As far as I can tell it does not work with github.com and other "commonly-used VCS hosting sites" (refer to noVSCSuffix in cmd/go/internal/vcs/vcs.go). Go 1.15 gives you "invalid version control suffix in github.com/ path".

@bcmills, if a user could do

replace (
  github.com/foo/bar <version> => github.com/foo/bar.git <version>
)

forcing the use of git instead of https, that could solve it.

Wait, you initially said example.com!

github.com has its own special problems because cmd/go hard-codes the protocol for that domain — that's #26134, and shouldn't require a replace directive at all to fix.

Does replace example.com/foo/bar vX.Y.Z => private.example.com/foo/bar.git vX.Y.Z not work?

If it does work, and the problem is that the versions don't track, then it seems like this could be solved less invasively using #28176.

My company is also using private git repos over ssh, via a one-time $GOPRIVATE and $HOME/.gitconfig configuration per machine.
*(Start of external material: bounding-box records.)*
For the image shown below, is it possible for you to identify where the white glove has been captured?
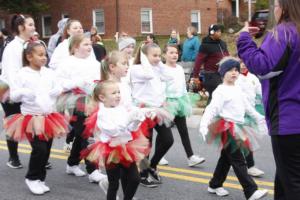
[129,110,145,122]
[257,119,269,135]
[74,79,86,87]
[49,87,62,98]
[199,127,208,142]
[142,108,156,120]
[21,88,35,102]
The above workaround does indeed work, but A) it requires additional configuration in every go.mod file, and B) the version tracking makes every dependency version update a manual process:

1. Update replace directives in the go.mod file to latest.
2. Run go get. The replace directives are updated with the latest version but the require statements are not updated.
3. Copy the updated version to each require statement.

It'd be nice if this manual process was not required. Even with #28176 resolved, a better approach might be to integrate the package<>VCS mapping into the existing one-time machine configuration (not per package) -- something like #45611.